O anúncio foi feito pelo deputado Telmo Correia e pelo eurodeputado do CDS Nuno Melo, numa conferência de imprensa no parlamento, em Lisboa, em que alertaram para os efeitos que a lei pode ter em “centenas de milhar” de pessoas, entre caçadores, colecionadores, atiradores desportivos ou pessoas que herdaram uma arma.

Nuno Melo afirmou que o diploma anunciado pelo Governo “vai além” da diretiva europeia que é transposta para a lei portuguesa, sob as críticas de caçadores a colecionadores e armeiros.

O exemplo é a limitação do número de armas detida por cada pessoa, lembrando o vice-presidente do CDS que, por exemplo, na caça, um tipo de arma pode não ser suficiente para caça grossa ou às perdizes.

Para Nuno Melo, este é um setor que está muito regulamentado, emprega muitas pessoas e que paga impostos. O eurodeputado contestou a ideia lida nos “títulos de jornais” de que o Governo quer “500 mil armas de circulação”.

Hoje em dia, com a lei em vigor, quem quer ter uma arma em casa, mas não a utiliza, é obrigado a tê-la num cofre, uma licença de detenção, que é controlada pelas forças policiais, argumentou.
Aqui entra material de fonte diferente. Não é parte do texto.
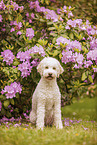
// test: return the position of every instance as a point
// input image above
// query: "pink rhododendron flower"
(8, 56)
(11, 90)
(29, 33)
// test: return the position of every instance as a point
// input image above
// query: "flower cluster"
(16, 26)
(50, 14)
(92, 55)
(37, 49)
(30, 33)
(0, 105)
(16, 6)
(66, 10)
(1, 18)
(2, 5)
(24, 56)
(70, 45)
(25, 68)
(93, 44)
(73, 23)
(10, 91)
(69, 56)
(8, 56)
(30, 17)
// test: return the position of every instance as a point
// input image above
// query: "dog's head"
(49, 68)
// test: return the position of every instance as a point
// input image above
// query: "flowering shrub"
(29, 31)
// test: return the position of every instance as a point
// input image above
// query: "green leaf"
(90, 79)
(84, 76)
(6, 103)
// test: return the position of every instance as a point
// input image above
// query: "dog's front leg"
(40, 114)
(57, 114)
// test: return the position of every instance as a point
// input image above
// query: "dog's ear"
(60, 70)
(39, 68)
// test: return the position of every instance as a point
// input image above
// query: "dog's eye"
(46, 67)
(54, 68)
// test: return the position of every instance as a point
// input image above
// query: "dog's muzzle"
(50, 76)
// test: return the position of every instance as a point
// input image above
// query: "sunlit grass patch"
(78, 128)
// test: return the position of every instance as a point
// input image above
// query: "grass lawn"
(80, 128)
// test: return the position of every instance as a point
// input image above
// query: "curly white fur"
(46, 100)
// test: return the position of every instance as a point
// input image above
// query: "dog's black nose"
(50, 74)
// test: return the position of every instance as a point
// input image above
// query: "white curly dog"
(46, 100)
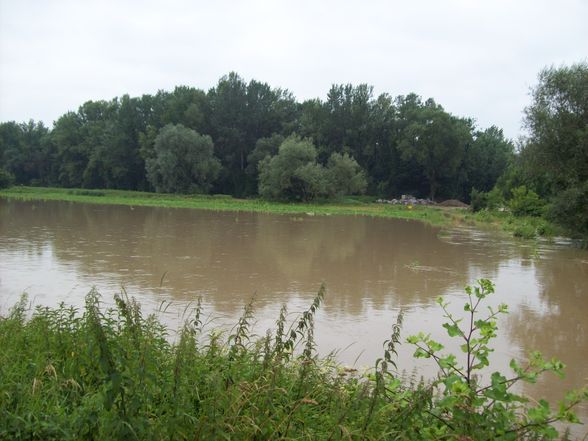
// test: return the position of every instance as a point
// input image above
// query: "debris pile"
(406, 199)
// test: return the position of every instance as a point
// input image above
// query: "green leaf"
(452, 329)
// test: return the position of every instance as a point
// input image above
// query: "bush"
(113, 373)
(525, 202)
(6, 179)
(478, 200)
(570, 209)
(491, 200)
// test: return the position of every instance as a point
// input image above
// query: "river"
(372, 268)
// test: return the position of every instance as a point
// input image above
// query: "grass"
(359, 205)
(522, 227)
(116, 374)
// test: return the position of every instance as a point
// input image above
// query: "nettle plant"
(469, 408)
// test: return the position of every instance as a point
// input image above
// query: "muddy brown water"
(372, 268)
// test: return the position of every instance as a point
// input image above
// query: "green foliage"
(434, 140)
(294, 173)
(491, 200)
(280, 177)
(554, 154)
(525, 202)
(570, 209)
(345, 176)
(183, 161)
(465, 407)
(114, 373)
(6, 178)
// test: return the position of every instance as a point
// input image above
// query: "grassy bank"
(114, 374)
(525, 227)
(344, 206)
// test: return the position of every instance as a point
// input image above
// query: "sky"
(477, 59)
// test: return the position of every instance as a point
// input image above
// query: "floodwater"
(372, 268)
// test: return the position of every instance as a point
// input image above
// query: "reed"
(115, 373)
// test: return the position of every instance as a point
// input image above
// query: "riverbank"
(523, 227)
(114, 374)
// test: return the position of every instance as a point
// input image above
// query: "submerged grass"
(521, 227)
(359, 205)
(113, 373)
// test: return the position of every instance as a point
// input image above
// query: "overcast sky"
(476, 58)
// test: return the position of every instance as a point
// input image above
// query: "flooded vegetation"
(372, 268)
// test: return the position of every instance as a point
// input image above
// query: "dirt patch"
(452, 203)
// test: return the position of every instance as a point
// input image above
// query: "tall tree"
(436, 141)
(183, 161)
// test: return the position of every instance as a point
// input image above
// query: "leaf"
(452, 329)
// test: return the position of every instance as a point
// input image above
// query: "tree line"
(248, 138)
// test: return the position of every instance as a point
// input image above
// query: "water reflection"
(372, 268)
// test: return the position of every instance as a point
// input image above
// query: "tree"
(345, 176)
(436, 141)
(292, 173)
(557, 122)
(182, 161)
(485, 160)
(555, 153)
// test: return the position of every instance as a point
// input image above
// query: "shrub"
(525, 202)
(6, 179)
(491, 200)
(570, 209)
(478, 200)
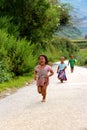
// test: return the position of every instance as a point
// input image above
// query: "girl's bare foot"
(43, 100)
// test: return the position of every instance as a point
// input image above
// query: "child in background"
(42, 73)
(72, 63)
(61, 70)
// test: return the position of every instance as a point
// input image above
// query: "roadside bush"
(17, 55)
(5, 75)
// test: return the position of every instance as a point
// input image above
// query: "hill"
(79, 14)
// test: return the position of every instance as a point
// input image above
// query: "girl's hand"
(34, 77)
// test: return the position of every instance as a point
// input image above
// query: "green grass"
(83, 52)
(17, 82)
(83, 57)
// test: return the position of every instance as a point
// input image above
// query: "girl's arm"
(51, 73)
(35, 74)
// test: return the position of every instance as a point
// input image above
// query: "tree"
(37, 19)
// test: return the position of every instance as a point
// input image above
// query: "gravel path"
(65, 108)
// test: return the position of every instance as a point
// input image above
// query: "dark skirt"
(62, 75)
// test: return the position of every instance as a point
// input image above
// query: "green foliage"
(5, 75)
(68, 31)
(82, 57)
(16, 54)
(8, 26)
(82, 44)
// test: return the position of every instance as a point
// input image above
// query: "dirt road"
(65, 108)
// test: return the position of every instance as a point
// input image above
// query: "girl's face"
(62, 59)
(42, 60)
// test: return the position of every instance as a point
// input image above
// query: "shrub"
(17, 55)
(5, 75)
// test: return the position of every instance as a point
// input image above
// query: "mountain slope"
(79, 14)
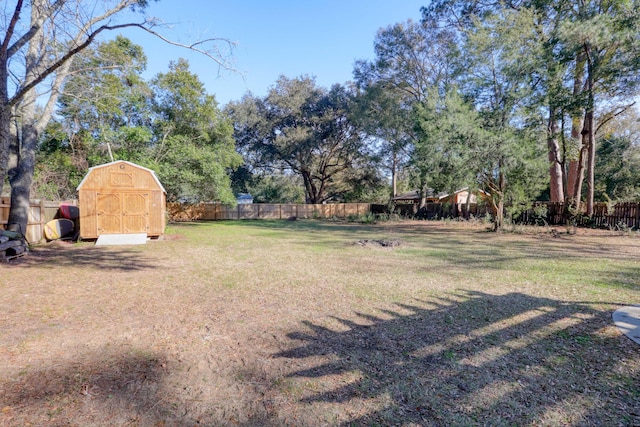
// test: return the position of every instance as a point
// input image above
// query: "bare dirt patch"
(291, 323)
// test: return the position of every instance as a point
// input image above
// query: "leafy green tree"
(509, 152)
(412, 59)
(277, 189)
(193, 150)
(448, 133)
(39, 42)
(618, 167)
(305, 130)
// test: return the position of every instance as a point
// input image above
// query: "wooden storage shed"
(121, 198)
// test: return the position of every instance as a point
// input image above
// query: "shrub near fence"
(217, 211)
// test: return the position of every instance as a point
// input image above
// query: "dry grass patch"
(300, 323)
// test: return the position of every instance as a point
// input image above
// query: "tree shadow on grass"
(106, 389)
(477, 359)
(62, 255)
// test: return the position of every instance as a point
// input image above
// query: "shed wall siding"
(121, 198)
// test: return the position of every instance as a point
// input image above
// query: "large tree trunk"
(591, 143)
(555, 162)
(575, 170)
(5, 137)
(394, 174)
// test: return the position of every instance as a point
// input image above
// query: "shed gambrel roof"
(91, 169)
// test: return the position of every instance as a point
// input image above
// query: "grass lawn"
(309, 323)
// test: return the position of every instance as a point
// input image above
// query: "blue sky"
(321, 38)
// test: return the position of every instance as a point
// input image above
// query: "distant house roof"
(413, 196)
(244, 198)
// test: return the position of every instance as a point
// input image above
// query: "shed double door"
(122, 213)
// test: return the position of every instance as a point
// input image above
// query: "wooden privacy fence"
(605, 215)
(40, 212)
(217, 211)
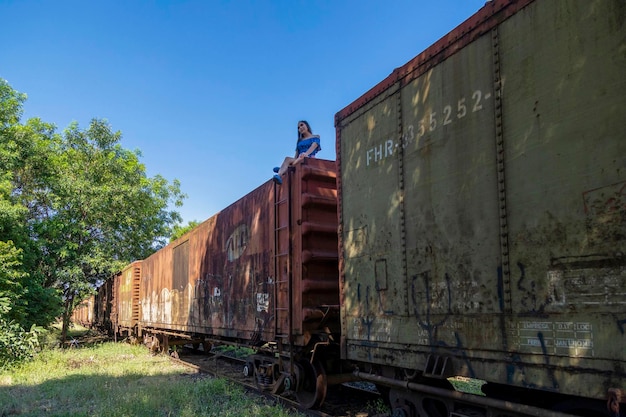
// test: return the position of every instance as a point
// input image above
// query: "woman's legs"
(285, 165)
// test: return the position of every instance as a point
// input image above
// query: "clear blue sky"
(211, 91)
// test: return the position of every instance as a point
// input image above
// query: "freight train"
(473, 224)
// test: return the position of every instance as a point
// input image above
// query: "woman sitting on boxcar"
(307, 146)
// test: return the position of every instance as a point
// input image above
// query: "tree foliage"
(75, 207)
(178, 231)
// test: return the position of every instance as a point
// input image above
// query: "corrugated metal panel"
(307, 255)
(481, 202)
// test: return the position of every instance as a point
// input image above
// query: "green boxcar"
(482, 212)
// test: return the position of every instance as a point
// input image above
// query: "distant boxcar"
(83, 313)
(482, 191)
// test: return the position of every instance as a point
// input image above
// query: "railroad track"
(341, 401)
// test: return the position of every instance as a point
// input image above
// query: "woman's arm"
(309, 151)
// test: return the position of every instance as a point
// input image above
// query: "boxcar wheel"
(311, 390)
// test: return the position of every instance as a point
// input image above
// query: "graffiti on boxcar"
(620, 325)
(207, 296)
(605, 208)
(423, 296)
(528, 299)
(430, 122)
(573, 339)
(237, 242)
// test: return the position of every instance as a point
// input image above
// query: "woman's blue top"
(304, 145)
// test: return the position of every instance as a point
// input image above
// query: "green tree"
(75, 207)
(178, 231)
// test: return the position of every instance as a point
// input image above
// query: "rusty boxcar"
(482, 191)
(263, 271)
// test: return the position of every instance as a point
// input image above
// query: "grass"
(117, 379)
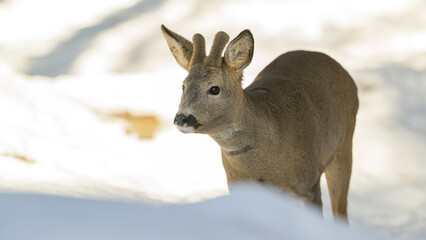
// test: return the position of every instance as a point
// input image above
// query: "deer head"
(212, 95)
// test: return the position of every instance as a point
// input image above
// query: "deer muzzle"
(185, 123)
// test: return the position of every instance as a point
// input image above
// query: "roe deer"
(294, 122)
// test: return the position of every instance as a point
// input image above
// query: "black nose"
(189, 121)
(180, 120)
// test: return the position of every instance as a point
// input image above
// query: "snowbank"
(250, 212)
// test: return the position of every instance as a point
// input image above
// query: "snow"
(61, 75)
(251, 212)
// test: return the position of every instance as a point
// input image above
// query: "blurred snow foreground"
(250, 212)
(65, 79)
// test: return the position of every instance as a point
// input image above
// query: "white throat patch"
(227, 133)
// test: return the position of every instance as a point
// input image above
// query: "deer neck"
(239, 136)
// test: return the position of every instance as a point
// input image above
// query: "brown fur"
(294, 122)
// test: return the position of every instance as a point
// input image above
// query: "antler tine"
(199, 52)
(215, 56)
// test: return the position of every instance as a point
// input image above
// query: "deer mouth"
(186, 124)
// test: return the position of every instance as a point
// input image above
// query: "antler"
(199, 50)
(199, 53)
(215, 57)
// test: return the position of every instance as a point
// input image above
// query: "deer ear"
(239, 52)
(180, 47)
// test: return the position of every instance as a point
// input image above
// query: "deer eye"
(214, 90)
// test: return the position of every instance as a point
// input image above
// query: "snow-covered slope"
(251, 212)
(63, 68)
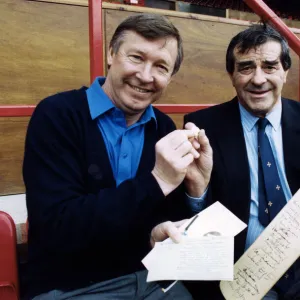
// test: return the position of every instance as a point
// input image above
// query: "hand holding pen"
(170, 230)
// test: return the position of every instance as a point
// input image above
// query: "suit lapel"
(291, 144)
(232, 147)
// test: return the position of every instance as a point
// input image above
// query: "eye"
(245, 70)
(163, 68)
(136, 58)
(270, 69)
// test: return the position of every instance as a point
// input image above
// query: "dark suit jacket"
(230, 181)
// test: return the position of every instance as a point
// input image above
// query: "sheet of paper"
(268, 258)
(204, 258)
(214, 220)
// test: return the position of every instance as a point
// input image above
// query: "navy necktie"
(271, 198)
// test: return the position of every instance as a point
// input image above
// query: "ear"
(231, 78)
(110, 56)
(285, 76)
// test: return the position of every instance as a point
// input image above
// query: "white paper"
(204, 258)
(268, 258)
(216, 219)
(207, 235)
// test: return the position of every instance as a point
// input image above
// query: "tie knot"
(262, 123)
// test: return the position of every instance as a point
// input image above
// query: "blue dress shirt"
(274, 133)
(124, 144)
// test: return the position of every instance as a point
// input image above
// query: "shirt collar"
(99, 103)
(274, 117)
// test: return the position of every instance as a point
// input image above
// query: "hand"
(165, 230)
(199, 171)
(174, 153)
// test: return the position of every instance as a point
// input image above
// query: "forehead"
(164, 48)
(269, 51)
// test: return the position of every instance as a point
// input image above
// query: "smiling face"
(258, 77)
(139, 73)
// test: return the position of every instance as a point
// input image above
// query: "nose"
(259, 77)
(145, 74)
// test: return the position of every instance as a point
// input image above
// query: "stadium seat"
(9, 283)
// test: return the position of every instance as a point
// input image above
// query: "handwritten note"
(203, 258)
(268, 258)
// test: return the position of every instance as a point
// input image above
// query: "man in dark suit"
(257, 62)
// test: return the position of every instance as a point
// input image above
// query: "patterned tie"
(271, 196)
(270, 193)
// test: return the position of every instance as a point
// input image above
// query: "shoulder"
(163, 120)
(61, 111)
(68, 100)
(291, 104)
(217, 113)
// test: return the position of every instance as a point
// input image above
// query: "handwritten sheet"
(268, 258)
(205, 258)
(205, 254)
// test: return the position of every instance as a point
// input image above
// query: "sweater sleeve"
(63, 216)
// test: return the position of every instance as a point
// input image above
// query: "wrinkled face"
(258, 77)
(139, 72)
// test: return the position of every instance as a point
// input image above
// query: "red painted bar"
(262, 9)
(181, 108)
(16, 110)
(27, 110)
(96, 39)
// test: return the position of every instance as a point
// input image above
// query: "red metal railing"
(97, 56)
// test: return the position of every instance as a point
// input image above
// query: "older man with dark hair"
(102, 167)
(256, 143)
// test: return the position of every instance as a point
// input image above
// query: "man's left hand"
(199, 171)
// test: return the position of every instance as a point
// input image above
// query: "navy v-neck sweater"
(82, 229)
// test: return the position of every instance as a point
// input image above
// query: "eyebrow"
(271, 62)
(162, 61)
(245, 63)
(252, 63)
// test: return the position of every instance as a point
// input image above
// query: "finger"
(195, 144)
(186, 148)
(193, 127)
(186, 161)
(204, 142)
(178, 224)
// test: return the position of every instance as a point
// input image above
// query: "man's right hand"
(166, 230)
(174, 153)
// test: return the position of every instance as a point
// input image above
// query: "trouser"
(128, 287)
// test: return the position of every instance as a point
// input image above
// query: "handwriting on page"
(262, 265)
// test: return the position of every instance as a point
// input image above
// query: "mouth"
(258, 93)
(140, 90)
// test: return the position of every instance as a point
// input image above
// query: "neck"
(131, 119)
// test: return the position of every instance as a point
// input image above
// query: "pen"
(189, 225)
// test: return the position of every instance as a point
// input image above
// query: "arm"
(62, 214)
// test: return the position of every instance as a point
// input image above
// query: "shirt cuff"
(196, 204)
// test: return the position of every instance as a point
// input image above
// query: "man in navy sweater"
(102, 167)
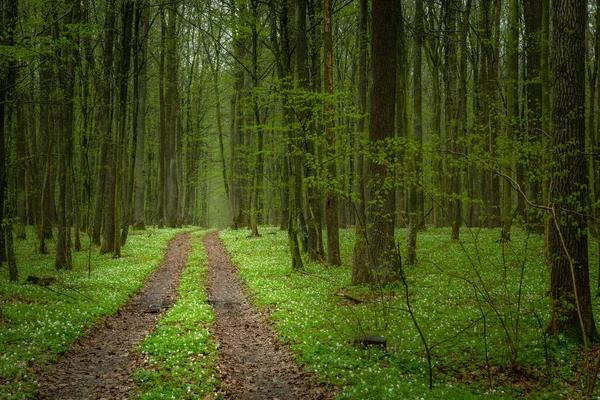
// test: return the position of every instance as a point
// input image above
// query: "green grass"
(181, 356)
(495, 348)
(39, 324)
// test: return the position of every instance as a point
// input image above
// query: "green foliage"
(481, 304)
(180, 355)
(38, 324)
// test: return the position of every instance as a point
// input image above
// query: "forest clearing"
(409, 191)
(480, 305)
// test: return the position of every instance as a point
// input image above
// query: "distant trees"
(309, 114)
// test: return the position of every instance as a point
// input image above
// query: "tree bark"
(331, 210)
(381, 254)
(141, 78)
(569, 277)
(360, 270)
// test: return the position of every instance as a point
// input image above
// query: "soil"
(254, 365)
(101, 364)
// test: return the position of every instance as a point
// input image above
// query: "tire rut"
(254, 365)
(100, 366)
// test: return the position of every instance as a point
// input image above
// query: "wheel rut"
(100, 366)
(254, 365)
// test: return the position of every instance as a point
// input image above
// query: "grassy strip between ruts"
(181, 355)
(37, 324)
(481, 305)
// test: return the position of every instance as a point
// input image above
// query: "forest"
(384, 145)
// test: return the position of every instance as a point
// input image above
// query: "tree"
(140, 61)
(381, 254)
(415, 196)
(360, 270)
(8, 25)
(66, 78)
(568, 244)
(331, 210)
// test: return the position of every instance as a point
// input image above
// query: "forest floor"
(100, 366)
(254, 365)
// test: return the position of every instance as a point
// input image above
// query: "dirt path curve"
(253, 363)
(100, 366)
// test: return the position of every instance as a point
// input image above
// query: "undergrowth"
(38, 324)
(481, 304)
(180, 355)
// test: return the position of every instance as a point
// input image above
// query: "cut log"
(350, 298)
(371, 341)
(40, 280)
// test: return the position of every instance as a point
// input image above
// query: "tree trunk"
(141, 80)
(105, 184)
(512, 114)
(331, 210)
(416, 167)
(173, 123)
(569, 277)
(360, 270)
(67, 84)
(381, 254)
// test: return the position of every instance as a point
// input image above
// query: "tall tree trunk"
(512, 114)
(451, 112)
(173, 122)
(331, 211)
(360, 270)
(259, 166)
(67, 83)
(8, 23)
(416, 167)
(569, 276)
(141, 82)
(105, 185)
(382, 255)
(532, 11)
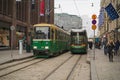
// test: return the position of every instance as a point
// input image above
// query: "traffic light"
(94, 21)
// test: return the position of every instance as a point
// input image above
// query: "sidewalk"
(10, 55)
(101, 68)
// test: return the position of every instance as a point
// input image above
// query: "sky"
(78, 7)
(82, 8)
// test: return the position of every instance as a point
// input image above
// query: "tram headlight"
(35, 47)
(46, 47)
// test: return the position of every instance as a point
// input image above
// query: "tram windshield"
(78, 38)
(41, 33)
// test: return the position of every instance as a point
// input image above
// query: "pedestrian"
(116, 48)
(90, 44)
(105, 49)
(110, 47)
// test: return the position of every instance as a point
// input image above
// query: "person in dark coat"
(110, 47)
(105, 49)
(90, 44)
(116, 48)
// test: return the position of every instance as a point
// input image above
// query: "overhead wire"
(76, 7)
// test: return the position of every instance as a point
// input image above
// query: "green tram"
(49, 40)
(78, 41)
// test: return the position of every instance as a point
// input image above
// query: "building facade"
(109, 28)
(17, 18)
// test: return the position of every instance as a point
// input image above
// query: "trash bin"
(28, 49)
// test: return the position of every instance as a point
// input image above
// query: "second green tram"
(49, 40)
(79, 41)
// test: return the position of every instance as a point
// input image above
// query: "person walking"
(110, 47)
(116, 48)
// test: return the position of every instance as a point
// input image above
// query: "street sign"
(94, 21)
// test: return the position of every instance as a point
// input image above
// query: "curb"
(93, 72)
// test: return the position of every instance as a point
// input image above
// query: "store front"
(4, 34)
(20, 34)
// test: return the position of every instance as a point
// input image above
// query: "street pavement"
(101, 68)
(10, 55)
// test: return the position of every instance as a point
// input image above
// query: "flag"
(101, 17)
(42, 8)
(112, 13)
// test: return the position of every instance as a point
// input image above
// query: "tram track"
(72, 70)
(5, 66)
(4, 71)
(57, 68)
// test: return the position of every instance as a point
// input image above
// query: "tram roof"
(51, 25)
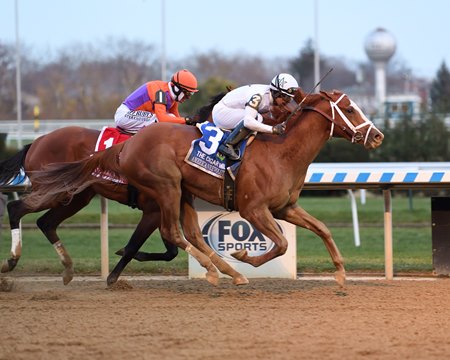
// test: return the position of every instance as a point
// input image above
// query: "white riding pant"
(228, 118)
(133, 121)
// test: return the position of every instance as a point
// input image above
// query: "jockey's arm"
(160, 110)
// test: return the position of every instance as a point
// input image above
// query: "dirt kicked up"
(190, 319)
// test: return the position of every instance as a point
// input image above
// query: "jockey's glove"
(279, 129)
(190, 121)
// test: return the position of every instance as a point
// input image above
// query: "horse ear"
(299, 95)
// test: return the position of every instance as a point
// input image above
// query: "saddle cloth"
(203, 152)
(108, 137)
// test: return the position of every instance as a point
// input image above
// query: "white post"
(316, 46)
(163, 41)
(104, 237)
(18, 82)
(388, 262)
(355, 218)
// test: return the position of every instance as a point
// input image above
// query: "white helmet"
(284, 84)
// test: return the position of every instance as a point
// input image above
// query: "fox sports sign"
(226, 234)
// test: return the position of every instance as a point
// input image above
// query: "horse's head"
(348, 121)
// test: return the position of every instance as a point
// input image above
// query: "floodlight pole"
(163, 41)
(18, 82)
(316, 45)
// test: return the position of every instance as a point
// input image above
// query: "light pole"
(163, 41)
(18, 82)
(316, 45)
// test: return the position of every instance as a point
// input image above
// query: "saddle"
(204, 156)
(108, 137)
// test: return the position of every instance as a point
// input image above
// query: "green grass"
(411, 233)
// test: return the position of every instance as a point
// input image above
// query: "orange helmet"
(185, 80)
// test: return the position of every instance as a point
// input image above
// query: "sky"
(270, 29)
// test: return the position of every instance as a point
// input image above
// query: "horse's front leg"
(169, 199)
(149, 223)
(298, 216)
(49, 222)
(191, 229)
(263, 221)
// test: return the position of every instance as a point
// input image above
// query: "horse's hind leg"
(149, 223)
(49, 222)
(16, 210)
(298, 216)
(142, 256)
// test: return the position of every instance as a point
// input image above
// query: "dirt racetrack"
(189, 319)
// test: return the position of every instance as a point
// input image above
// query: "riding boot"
(239, 133)
(132, 196)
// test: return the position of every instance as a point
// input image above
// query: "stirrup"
(229, 152)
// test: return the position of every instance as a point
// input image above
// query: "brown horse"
(71, 144)
(268, 184)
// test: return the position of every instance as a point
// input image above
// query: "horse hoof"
(240, 280)
(111, 279)
(340, 277)
(239, 255)
(9, 265)
(120, 252)
(5, 267)
(68, 275)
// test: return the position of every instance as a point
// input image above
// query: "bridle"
(351, 130)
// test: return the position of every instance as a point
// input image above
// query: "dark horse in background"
(71, 144)
(268, 184)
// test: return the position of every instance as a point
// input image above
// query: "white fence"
(32, 129)
(330, 176)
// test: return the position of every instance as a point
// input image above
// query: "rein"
(351, 130)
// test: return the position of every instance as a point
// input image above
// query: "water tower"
(380, 46)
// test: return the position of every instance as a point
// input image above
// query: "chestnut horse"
(268, 184)
(71, 144)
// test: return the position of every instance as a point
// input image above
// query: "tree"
(440, 90)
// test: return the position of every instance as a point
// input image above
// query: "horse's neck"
(305, 137)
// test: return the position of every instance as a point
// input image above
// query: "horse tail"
(204, 112)
(60, 182)
(11, 168)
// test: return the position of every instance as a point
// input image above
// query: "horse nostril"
(379, 137)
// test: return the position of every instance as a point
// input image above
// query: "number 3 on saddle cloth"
(108, 137)
(204, 156)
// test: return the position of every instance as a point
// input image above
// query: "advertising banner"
(226, 232)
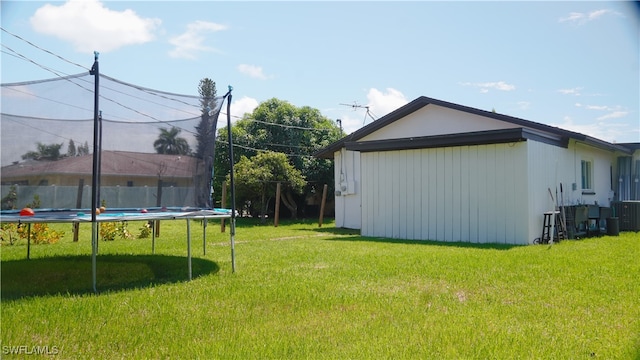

E quanto ao risco que estas armas representam para a sociedade, Nuno Melo afirmou que são muito menos os roubos de “casas de particulares” do que de quartéis e esquadras policiais, dando o exemplo do roubo de pistolas “Glock” e de armamento dos paióis do Exército, em Tancos.

E até ironizou que não é por haver “muitos crimes cometidos com facas de cozinha e até com carros” que o Governo vai legislar que “se tem que usar talheres de plástico ou que as pessoas vão deixar de poder ter determinado número de veículos nas suas garagens”.